I agree though, Nvidia doesn't care what its general compute capabilities are, that's not their purpose in this situation.

Thala · Mar 22, 2022

Hitman928 said:
Grace number is from dual socket.

I agree though, Nvidia doesn't care what its general compute capabilities are, that's not their purpose in this situation.

Thanks for clarification, it was not particularly clear from reading!

biostud · Mar 22, 2022

Take that M1 Ultra!

videogames101 · Mar 23, 2022

Saylick said:
Thanks for the heads up. I thought that AT's own internal estimates would be good enough; looks like I was wrong.

I don't think this is quite right. Official SPEC runs can use (almost) any compiler and compiler settings they please. The resulting numbers are about as far from apples-to-apples as it gets. As I understand it the AT numbers use comparable compilers and compiler settings, and are much better for platform comparisons. Here's the published config file from one of those official 2xEPYC 7763 ~900 scores. The compiler tuning is bordering on absurd:

https://www.spec.org/cpu2017/results/res2021q4/cpu2017-20211121-30148.cfg

Saylick · Mar 24, 2022

Can someone do a die size estimate of Grace based on what we know about Hopper (814 mm2) and the size of the memory modules? I was looking at the render of Grace and I counted 7 rows of 12 cores, which implies that there's 84 cores per die, so 12 of them have to be disabled for yield reasons? Either way, Grace looks almost the size of Hopper itself, meaning Grace is probably in the ~600mm2 range?

tomatosummit · Mar 24, 2022

Saylick said:
Can someone do a die size estimate of Grace based on what we know about Hopper (814 mm2) and the size of the memory modules? I was looking at the render of Grace and I counted 7 rows of 12 cores, which implies that there's 84 cores per die, so 12 of them have to be disabled for yield reasons? Either way, Grace looks almost the size of Hopper itself, meaning Grace is probably in the ~600mm2 range?

A very dirty estimate using the blurry image from sth and it looks like grace is around 80% of the size of hopper.
~650-675mm^2
Not too far from the 698mm^2 skylake-xcc.

Looking at it closer it might be another spr situation. Some of those cores/modules near the memory interfaces might be the memory controllers which would take 8 out of your calculations leaving a more reasonable 4 spare cores for yield.
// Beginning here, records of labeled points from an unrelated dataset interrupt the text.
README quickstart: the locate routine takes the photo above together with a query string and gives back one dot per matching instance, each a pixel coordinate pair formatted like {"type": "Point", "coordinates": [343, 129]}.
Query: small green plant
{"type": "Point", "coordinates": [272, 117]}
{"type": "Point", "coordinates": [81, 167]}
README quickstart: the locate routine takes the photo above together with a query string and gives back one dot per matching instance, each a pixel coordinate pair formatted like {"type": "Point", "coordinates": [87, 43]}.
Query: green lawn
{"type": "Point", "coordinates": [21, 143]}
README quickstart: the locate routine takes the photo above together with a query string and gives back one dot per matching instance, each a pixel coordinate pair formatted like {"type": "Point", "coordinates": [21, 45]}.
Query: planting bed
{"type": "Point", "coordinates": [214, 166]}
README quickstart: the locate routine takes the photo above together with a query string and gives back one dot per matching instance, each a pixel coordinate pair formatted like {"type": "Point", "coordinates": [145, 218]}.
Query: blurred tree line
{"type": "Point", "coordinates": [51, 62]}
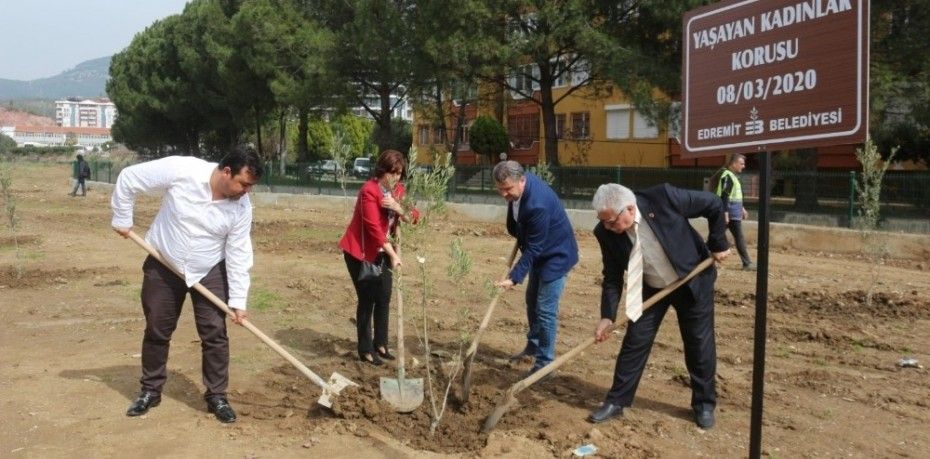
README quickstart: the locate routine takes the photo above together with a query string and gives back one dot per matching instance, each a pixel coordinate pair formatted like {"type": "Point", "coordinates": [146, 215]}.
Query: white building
{"type": "Point", "coordinates": [51, 136]}
{"type": "Point", "coordinates": [94, 113]}
{"type": "Point", "coordinates": [401, 109]}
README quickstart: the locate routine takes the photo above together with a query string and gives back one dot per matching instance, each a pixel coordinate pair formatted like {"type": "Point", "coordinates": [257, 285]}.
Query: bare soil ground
{"type": "Point", "coordinates": [72, 327]}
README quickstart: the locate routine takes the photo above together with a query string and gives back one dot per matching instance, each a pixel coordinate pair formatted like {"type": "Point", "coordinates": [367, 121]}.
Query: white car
{"type": "Point", "coordinates": [361, 167]}
{"type": "Point", "coordinates": [323, 167]}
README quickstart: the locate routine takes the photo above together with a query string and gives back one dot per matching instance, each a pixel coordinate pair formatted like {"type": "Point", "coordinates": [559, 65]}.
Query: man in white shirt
{"type": "Point", "coordinates": [653, 223]}
{"type": "Point", "coordinates": [203, 229]}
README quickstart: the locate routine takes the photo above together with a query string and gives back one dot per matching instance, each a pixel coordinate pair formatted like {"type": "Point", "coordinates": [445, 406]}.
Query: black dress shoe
{"type": "Point", "coordinates": [386, 355]}
{"type": "Point", "coordinates": [704, 419]}
{"type": "Point", "coordinates": [220, 408]}
{"type": "Point", "coordinates": [370, 358]}
{"type": "Point", "coordinates": [606, 412]}
{"type": "Point", "coordinates": [143, 402]}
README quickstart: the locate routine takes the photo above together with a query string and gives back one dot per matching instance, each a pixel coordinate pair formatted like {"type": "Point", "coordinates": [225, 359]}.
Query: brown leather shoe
{"type": "Point", "coordinates": [143, 402]}
{"type": "Point", "coordinates": [220, 408]}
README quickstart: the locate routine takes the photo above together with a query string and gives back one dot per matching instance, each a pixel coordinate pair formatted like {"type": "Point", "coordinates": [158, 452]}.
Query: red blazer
{"type": "Point", "coordinates": [370, 219]}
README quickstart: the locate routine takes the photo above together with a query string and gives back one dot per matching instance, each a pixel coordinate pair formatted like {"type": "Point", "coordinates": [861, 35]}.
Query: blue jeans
{"type": "Point", "coordinates": [542, 313]}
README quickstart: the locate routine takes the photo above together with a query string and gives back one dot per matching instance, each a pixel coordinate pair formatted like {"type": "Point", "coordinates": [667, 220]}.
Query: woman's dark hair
{"type": "Point", "coordinates": [390, 161]}
{"type": "Point", "coordinates": [243, 156]}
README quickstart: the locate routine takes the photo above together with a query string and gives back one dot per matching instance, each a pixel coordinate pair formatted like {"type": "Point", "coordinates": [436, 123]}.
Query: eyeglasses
{"type": "Point", "coordinates": [616, 217]}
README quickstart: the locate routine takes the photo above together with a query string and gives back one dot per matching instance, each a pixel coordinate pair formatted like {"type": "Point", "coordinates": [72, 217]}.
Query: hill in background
{"type": "Point", "coordinates": [88, 79]}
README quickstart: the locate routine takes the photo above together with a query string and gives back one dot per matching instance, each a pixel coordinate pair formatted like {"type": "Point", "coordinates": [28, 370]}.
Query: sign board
{"type": "Point", "coordinates": [774, 74]}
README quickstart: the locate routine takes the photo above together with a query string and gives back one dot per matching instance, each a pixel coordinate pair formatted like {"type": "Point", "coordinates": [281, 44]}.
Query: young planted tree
{"type": "Point", "coordinates": [488, 138]}
{"type": "Point", "coordinates": [427, 189]}
{"type": "Point", "coordinates": [9, 207]}
{"type": "Point", "coordinates": [868, 192]}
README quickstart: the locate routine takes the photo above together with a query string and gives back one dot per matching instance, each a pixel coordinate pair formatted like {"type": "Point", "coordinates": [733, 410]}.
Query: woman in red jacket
{"type": "Point", "coordinates": [378, 210]}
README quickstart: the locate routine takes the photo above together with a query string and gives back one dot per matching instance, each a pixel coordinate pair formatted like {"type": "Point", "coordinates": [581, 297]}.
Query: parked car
{"type": "Point", "coordinates": [322, 167]}
{"type": "Point", "coordinates": [361, 168]}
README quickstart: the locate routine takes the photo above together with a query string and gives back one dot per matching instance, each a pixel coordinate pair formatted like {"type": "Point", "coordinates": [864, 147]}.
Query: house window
{"type": "Point", "coordinates": [561, 73]}
{"type": "Point", "coordinates": [423, 135]}
{"type": "Point", "coordinates": [525, 80]}
{"type": "Point", "coordinates": [581, 125]}
{"type": "Point", "coordinates": [463, 138]}
{"type": "Point", "coordinates": [560, 125]}
{"type": "Point", "coordinates": [674, 120]}
{"type": "Point", "coordinates": [618, 123]}
{"type": "Point", "coordinates": [580, 72]}
{"type": "Point", "coordinates": [644, 128]}
{"type": "Point", "coordinates": [523, 130]}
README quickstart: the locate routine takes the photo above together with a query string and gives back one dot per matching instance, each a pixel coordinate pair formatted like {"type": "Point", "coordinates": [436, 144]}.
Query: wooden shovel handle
{"type": "Point", "coordinates": [536, 376]}
{"type": "Point", "coordinates": [509, 396]}
{"type": "Point", "coordinates": [487, 314]}
{"type": "Point", "coordinates": [225, 308]}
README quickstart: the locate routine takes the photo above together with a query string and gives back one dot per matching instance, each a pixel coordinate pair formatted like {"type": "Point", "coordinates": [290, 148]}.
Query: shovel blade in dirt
{"type": "Point", "coordinates": [337, 383]}
{"type": "Point", "coordinates": [405, 395]}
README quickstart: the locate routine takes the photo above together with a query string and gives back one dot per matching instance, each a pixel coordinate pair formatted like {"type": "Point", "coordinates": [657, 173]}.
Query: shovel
{"type": "Point", "coordinates": [405, 395]}
{"type": "Point", "coordinates": [473, 349]}
{"type": "Point", "coordinates": [509, 398]}
{"type": "Point", "coordinates": [336, 383]}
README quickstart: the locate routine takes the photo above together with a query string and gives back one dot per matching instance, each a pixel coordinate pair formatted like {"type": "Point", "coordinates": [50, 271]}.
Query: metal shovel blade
{"type": "Point", "coordinates": [405, 395]}
{"type": "Point", "coordinates": [337, 383]}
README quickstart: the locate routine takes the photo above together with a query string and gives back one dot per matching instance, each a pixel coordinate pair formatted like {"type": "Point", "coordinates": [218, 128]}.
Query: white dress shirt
{"type": "Point", "coordinates": [192, 231]}
{"type": "Point", "coordinates": [658, 271]}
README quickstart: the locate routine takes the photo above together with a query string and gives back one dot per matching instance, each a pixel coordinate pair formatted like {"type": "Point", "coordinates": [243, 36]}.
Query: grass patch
{"type": "Point", "coordinates": [262, 299]}
{"type": "Point", "coordinates": [314, 233]}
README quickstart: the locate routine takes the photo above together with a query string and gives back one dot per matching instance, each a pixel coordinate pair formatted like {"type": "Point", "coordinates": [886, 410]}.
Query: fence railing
{"type": "Point", "coordinates": [904, 195]}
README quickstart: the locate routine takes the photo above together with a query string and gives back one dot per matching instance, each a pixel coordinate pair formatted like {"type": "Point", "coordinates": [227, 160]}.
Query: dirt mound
{"type": "Point", "coordinates": [12, 277]}
{"type": "Point", "coordinates": [892, 305]}
{"type": "Point", "coordinates": [285, 237]}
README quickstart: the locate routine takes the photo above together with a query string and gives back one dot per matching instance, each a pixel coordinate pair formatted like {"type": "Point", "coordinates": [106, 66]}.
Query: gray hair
{"type": "Point", "coordinates": [614, 197]}
{"type": "Point", "coordinates": [507, 170]}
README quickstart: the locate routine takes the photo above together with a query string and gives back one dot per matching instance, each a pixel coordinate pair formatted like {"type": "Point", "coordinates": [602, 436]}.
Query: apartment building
{"type": "Point", "coordinates": [91, 113]}
{"type": "Point", "coordinates": [594, 127]}
{"type": "Point", "coordinates": [51, 136]}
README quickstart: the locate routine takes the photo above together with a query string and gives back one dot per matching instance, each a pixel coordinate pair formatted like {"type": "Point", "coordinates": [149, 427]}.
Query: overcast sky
{"type": "Point", "coordinates": [42, 38]}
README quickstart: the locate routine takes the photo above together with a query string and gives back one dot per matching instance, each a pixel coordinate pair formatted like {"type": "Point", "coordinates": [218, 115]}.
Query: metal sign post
{"type": "Point", "coordinates": [763, 75]}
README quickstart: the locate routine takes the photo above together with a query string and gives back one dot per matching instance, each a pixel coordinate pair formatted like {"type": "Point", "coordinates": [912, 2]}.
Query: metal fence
{"type": "Point", "coordinates": [905, 194]}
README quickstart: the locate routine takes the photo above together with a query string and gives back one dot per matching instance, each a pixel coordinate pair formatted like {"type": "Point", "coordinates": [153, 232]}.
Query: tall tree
{"type": "Point", "coordinates": [900, 78]}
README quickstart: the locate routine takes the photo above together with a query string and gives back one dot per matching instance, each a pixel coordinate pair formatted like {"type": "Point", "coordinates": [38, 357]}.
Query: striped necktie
{"type": "Point", "coordinates": [634, 278]}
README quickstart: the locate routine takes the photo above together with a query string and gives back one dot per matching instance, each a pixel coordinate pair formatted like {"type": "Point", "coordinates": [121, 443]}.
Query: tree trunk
{"type": "Point", "coordinates": [806, 190]}
{"type": "Point", "coordinates": [384, 119]}
{"type": "Point", "coordinates": [282, 140]}
{"type": "Point", "coordinates": [258, 133]}
{"type": "Point", "coordinates": [303, 151]}
{"type": "Point", "coordinates": [547, 106]}
{"type": "Point", "coordinates": [459, 127]}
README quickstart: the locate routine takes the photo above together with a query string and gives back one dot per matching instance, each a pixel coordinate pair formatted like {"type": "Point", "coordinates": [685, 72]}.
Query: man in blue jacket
{"type": "Point", "coordinates": [548, 252]}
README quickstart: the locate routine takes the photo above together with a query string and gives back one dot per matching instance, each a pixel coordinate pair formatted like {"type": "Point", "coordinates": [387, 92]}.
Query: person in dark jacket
{"type": "Point", "coordinates": [377, 213]}
{"type": "Point", "coordinates": [655, 223]}
{"type": "Point", "coordinates": [83, 173]}
{"type": "Point", "coordinates": [548, 251]}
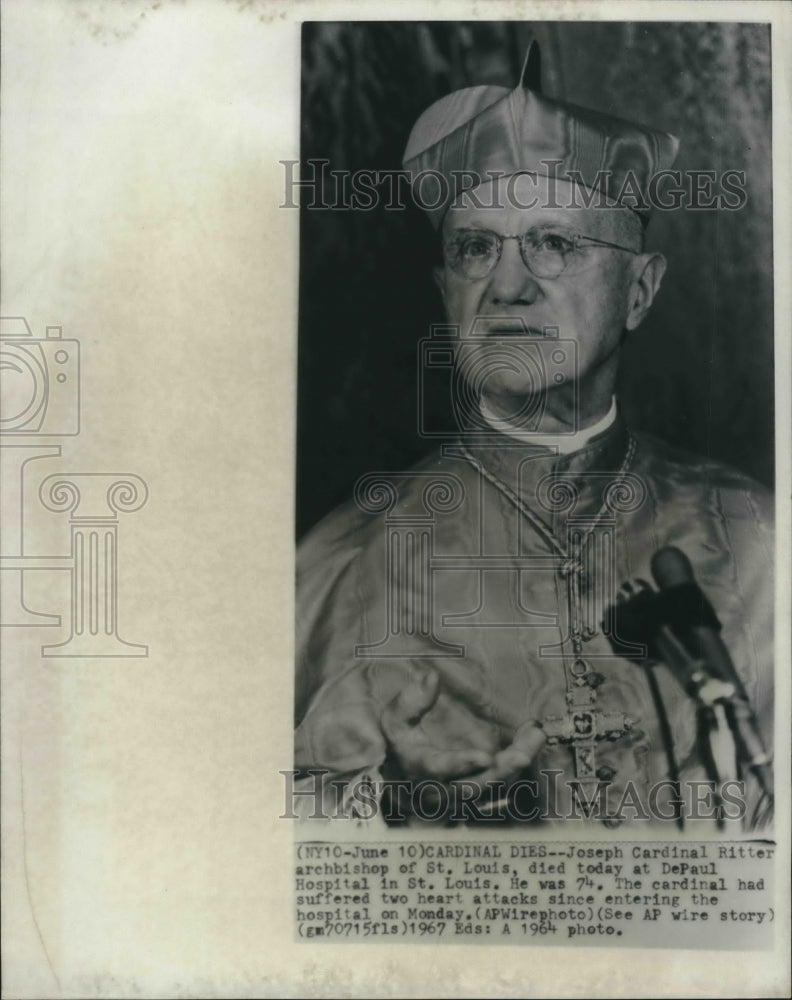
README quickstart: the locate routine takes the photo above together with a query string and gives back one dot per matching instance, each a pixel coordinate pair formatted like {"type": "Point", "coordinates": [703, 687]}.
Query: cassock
{"type": "Point", "coordinates": [497, 564]}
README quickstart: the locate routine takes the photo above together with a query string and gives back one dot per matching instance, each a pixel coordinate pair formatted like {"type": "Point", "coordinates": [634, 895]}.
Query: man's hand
{"type": "Point", "coordinates": [418, 758]}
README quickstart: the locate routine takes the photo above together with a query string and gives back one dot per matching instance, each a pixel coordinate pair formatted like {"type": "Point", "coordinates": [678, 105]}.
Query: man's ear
{"type": "Point", "coordinates": [647, 276]}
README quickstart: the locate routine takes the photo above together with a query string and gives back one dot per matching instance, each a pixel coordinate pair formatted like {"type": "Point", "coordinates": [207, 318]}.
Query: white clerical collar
{"type": "Point", "coordinates": [563, 444]}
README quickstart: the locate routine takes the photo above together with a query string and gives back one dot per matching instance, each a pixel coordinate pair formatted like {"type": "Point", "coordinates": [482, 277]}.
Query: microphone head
{"type": "Point", "coordinates": [671, 568]}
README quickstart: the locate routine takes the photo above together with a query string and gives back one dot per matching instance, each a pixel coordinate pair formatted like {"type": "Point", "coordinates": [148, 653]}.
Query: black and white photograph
{"type": "Point", "coordinates": [395, 481]}
{"type": "Point", "coordinates": [525, 356]}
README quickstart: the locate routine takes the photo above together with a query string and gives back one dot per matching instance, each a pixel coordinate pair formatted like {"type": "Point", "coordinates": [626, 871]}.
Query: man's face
{"type": "Point", "coordinates": [590, 303]}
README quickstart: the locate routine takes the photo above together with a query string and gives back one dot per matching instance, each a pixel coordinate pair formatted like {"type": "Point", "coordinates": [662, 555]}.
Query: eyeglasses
{"type": "Point", "coordinates": [547, 253]}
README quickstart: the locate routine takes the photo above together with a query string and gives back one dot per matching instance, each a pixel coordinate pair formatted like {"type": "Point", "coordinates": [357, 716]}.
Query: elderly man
{"type": "Point", "coordinates": [456, 624]}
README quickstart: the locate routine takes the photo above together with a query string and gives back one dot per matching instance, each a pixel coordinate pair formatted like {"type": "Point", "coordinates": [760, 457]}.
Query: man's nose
{"type": "Point", "coordinates": [511, 283]}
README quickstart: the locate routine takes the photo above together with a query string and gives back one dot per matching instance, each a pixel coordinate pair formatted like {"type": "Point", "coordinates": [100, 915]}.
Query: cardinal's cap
{"type": "Point", "coordinates": [473, 135]}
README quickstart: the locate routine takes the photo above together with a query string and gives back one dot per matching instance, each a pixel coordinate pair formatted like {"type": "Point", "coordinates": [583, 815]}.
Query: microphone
{"type": "Point", "coordinates": [694, 622]}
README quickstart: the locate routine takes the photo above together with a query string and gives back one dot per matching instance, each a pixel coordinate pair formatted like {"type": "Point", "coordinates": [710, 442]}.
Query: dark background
{"type": "Point", "coordinates": [699, 372]}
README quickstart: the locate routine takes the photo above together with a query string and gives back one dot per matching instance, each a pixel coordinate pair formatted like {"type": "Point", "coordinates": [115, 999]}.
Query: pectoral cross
{"type": "Point", "coordinates": [583, 728]}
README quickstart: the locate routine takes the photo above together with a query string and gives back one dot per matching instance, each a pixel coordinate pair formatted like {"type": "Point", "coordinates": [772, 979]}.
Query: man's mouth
{"type": "Point", "coordinates": [508, 327]}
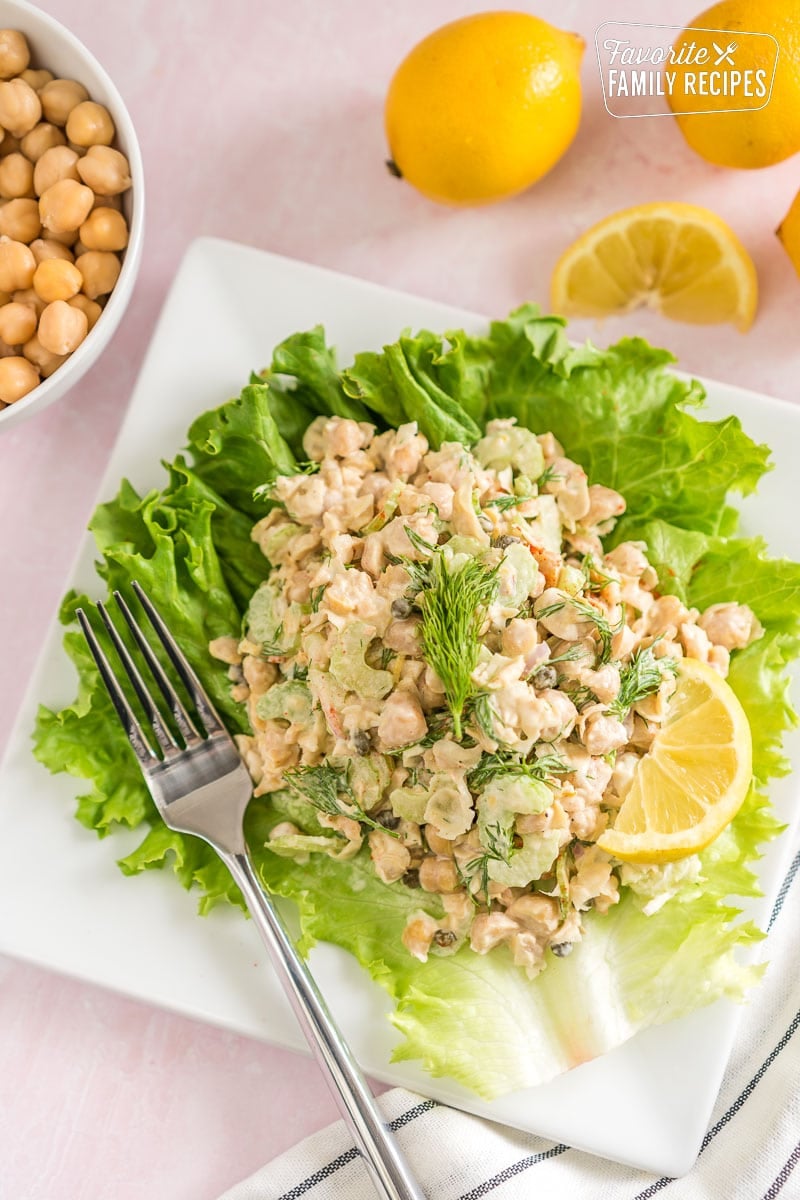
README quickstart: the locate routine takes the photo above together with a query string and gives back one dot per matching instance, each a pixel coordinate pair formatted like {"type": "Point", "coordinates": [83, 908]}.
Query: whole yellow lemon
{"type": "Point", "coordinates": [788, 233]}
{"type": "Point", "coordinates": [483, 107]}
{"type": "Point", "coordinates": [753, 137]}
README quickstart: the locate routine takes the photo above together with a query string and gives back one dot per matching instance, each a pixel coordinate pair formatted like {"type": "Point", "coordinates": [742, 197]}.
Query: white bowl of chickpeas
{"type": "Point", "coordinates": [71, 210]}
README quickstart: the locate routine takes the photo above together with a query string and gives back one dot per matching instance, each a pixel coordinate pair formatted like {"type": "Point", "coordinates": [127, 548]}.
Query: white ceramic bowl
{"type": "Point", "coordinates": [55, 48]}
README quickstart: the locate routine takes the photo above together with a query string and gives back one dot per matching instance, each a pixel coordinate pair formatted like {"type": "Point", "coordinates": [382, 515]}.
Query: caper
{"type": "Point", "coordinates": [402, 607]}
{"type": "Point", "coordinates": [546, 677]}
{"type": "Point", "coordinates": [362, 742]}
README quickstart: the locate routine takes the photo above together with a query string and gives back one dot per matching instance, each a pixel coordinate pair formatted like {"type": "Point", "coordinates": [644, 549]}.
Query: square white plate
{"type": "Point", "coordinates": [65, 905]}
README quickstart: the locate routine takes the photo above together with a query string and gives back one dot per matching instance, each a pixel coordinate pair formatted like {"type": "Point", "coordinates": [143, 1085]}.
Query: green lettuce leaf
{"type": "Point", "coordinates": [633, 426]}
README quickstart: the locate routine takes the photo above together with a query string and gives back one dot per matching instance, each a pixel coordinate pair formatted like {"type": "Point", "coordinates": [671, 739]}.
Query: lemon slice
{"type": "Point", "coordinates": [695, 778]}
{"type": "Point", "coordinates": [678, 258]}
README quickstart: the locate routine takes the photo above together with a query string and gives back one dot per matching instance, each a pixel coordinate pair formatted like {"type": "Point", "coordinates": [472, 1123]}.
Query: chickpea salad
{"type": "Point", "coordinates": [446, 664]}
{"type": "Point", "coordinates": [441, 598]}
My only basis for that is that they look a bit darker.

jamescox · Mar 30, 2022

tomatosummit said:
A very dirty estimate using the blurry image from sth and it looks like grace is around 80% of the size of hopper.
~650-675mm^2
Not too far from the 698mm^2 skylake-xcc.

Looking at it closer it might be another spr situation. Some of those cores/modules near the memory interfaces might be the memory controllers which would take 8 out of your calculations leaving a more reasonable 4 spare cores for yield. My only basis for that is that they look a bit darker.

The image is almost certainly just a rendering; STH article mentions that. I don’t know if the process it is to be made on is even finalized yet. They might have made the image based on the current state of the design work, but it could also just be essentially a completely fake graphic. You can’t base much on it.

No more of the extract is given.